Darwinian processes are the only well known process that produce design. Modern human society leverages multilevel selection to innovate. Offer and demand in the markets are the particular versions of variation/selection. conjectures/refutations are the direct translation of these concepts to the scientific world. Sports create teams and competitions. Politics uses parties and votations. Arts uses artistic productions and art critics. All of these units use Darwinian processes of variation/selection to produce innovation.
These units play with fitness unts, such are money, status and power. The information produced increase the fitness of the whole society. These outputs are machine designs, inventions, brands, products, theorems, laws, codes, clasifications, records.
All of these outputs can be expressed in their own specialized languages.

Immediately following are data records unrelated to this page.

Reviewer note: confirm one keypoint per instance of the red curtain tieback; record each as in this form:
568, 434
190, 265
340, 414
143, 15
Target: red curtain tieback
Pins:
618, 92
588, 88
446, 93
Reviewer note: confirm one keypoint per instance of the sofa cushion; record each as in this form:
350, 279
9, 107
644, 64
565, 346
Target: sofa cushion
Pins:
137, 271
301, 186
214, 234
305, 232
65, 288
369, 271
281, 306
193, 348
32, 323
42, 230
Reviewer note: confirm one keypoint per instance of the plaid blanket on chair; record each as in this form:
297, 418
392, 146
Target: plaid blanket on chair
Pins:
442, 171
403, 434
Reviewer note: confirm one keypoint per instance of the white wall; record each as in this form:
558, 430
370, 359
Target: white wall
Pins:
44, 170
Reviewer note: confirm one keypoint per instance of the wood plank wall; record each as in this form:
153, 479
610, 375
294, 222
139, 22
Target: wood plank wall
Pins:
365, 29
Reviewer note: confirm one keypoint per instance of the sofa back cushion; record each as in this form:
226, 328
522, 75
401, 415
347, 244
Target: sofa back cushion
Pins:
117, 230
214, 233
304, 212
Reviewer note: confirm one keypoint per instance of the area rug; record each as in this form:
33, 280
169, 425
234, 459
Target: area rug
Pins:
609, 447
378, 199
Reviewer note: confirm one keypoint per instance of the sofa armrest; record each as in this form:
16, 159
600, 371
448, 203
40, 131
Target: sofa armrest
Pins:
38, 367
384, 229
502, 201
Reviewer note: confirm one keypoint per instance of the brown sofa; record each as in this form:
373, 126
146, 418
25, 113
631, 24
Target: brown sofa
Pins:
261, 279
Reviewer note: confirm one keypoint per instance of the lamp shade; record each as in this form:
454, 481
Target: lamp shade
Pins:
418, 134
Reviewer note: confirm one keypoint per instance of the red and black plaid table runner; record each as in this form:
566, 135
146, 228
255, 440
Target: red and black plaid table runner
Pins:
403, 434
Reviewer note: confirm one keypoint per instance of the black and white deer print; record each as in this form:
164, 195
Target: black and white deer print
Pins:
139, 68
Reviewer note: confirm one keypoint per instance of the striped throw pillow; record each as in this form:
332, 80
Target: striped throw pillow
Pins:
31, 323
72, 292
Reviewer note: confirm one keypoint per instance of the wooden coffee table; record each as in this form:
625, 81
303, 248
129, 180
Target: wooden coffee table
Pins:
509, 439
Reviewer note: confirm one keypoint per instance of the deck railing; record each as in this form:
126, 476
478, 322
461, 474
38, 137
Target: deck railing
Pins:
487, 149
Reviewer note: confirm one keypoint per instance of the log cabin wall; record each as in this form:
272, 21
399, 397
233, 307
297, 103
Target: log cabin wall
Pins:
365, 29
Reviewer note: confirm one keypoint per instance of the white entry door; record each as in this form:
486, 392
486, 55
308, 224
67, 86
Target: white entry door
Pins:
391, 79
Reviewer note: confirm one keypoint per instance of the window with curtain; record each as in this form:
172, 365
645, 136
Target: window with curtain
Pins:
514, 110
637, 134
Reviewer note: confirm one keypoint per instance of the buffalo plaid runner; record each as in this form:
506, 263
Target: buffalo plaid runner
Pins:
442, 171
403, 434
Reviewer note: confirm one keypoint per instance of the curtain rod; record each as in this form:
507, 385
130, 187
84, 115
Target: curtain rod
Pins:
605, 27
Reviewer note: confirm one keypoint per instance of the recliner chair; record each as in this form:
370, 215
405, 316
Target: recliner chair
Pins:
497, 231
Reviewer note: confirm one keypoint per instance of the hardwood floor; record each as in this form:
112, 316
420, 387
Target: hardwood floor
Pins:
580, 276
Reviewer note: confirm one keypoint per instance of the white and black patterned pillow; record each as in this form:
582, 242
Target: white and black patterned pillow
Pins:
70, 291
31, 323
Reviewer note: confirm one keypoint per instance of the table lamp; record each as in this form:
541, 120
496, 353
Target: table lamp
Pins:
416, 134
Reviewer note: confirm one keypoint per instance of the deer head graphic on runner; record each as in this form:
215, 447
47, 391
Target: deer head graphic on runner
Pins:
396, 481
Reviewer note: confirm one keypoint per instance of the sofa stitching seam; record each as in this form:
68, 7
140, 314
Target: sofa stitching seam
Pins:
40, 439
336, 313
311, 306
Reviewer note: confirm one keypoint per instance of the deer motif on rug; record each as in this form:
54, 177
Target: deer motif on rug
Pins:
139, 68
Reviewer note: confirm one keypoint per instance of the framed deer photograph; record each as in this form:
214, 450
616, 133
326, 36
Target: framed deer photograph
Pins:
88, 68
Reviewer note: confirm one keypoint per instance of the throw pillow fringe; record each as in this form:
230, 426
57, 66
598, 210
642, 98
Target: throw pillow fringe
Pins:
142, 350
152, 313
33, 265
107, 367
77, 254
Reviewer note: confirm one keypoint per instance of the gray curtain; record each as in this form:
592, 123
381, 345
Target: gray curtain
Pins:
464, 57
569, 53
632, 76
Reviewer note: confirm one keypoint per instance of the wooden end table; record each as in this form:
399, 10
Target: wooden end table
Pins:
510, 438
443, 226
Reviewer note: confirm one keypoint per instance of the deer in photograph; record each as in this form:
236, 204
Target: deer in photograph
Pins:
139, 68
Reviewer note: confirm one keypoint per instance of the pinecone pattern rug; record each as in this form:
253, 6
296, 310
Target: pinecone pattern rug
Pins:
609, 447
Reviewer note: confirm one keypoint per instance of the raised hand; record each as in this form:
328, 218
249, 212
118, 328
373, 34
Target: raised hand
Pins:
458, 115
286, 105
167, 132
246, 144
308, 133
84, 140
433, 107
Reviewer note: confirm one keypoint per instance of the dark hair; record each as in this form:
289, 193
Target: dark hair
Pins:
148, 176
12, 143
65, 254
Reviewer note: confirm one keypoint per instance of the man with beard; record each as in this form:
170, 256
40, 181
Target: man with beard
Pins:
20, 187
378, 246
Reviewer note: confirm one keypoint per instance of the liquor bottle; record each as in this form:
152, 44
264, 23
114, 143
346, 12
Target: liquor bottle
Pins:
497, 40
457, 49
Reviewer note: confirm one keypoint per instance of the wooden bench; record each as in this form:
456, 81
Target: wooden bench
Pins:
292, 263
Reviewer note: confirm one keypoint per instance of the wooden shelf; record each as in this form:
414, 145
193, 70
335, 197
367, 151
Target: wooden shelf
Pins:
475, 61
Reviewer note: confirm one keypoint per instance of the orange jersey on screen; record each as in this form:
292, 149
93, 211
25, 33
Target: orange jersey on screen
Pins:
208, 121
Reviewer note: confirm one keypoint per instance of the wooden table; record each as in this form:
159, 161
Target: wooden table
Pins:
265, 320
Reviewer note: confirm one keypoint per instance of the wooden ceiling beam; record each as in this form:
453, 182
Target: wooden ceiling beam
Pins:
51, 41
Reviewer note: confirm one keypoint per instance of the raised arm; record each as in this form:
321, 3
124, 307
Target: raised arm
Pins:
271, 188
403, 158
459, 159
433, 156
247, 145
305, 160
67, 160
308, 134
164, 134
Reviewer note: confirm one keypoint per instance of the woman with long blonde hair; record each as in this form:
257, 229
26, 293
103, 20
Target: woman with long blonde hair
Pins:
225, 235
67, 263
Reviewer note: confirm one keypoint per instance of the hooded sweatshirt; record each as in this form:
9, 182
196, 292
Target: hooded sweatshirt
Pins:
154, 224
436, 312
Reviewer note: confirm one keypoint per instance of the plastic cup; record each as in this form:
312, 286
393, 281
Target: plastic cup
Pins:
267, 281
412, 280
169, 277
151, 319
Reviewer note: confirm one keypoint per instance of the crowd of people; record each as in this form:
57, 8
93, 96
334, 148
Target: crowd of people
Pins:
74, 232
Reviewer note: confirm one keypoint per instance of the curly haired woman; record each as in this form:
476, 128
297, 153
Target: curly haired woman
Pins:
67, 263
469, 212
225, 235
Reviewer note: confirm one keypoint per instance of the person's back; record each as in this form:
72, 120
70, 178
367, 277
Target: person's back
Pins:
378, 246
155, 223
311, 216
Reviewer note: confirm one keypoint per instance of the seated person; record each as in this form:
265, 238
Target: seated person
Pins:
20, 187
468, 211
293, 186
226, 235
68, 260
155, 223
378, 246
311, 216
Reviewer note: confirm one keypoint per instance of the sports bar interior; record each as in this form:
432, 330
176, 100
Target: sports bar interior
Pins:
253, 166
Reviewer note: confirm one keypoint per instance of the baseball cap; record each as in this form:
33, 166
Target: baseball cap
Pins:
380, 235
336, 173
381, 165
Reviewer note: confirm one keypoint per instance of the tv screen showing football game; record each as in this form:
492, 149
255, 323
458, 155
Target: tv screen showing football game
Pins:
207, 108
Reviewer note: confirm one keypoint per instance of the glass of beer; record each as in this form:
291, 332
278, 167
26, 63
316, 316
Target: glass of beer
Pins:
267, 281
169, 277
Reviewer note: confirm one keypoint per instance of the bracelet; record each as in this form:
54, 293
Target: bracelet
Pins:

For the purpose of efficeincy and safety from errors there is a tendency in modern societies to the digitalization of the outputs, just like primeval molecular evolution evolved to create the genetic code.
.Each unit of selection produces an output given an input. This can be called social computation. Each level need mechanisms of arbitration and suppression of violent conflict, for example Laws and reglaments, that suffer its own darwinian process inside the multilevel complex.
We want to explain how this network of specialized internal units of the modern societies evolved from the intra-competition for leadership in the traditional and tribal societies as described in the EP literature. This darwinian computation must be subsumed in a broader agreement of collaboration for the success fo the whole society . Besides the arbitration of political institutions, there must be a common worldview, a sort of “political religion” as multilevel selection theory and human nature demand and we want to demonstrate by reviewing EP literature.
Finally a clear definition of multilevel selection at the social level could help in the knowled of the adaptation that humans have not only for its own advantage, but also specific adaptations for group collaboration and inter group competition, besides that these adaptations disfavours its individual fitness advantage in the intragrouop competition. From the white in the eyes, to the religious affiliation to a group that demand selflessness.
 David Sloan Wilson ad Edward O Wilson . Evolution “for the Good of the Group”
group_sel_workshop/michod_ roze.pdf . A Multi-level Selection Theory of
Evolutionary Transitions in Individuality
The Response from the rewievers:
Thank you very much for submitting your proposal for the Special Issue on Evolutionary Psychology in the Modern World: Applications, Perspectives, and Strategies to be published in Evolutionary Psychology. I am very sorry to say that after careful consideration of all the proposals, we were not able to include yours amongst the list of those invited for full submission.
We received a large number of submissions. The main criterion for inclusion was a strong emphasis on application of theory and findings from evolutionarily-informed psychological research. Other considerations included the overall range of papers across the field and the strength of current knowledge in the relevant area.
All three of us were interested in your proposal and felt it had potential, and we would certainly like to encourage you to pursue this line of enquiry. However, we felt that there was not sufficient focus on a particular application or social issue, and evidence on which to make recommendations or conclusions were at too early a stage for inclusion in this special issue (in comparison with other submissions). I’m sorry that we couldn’t bring you better news on this occasion.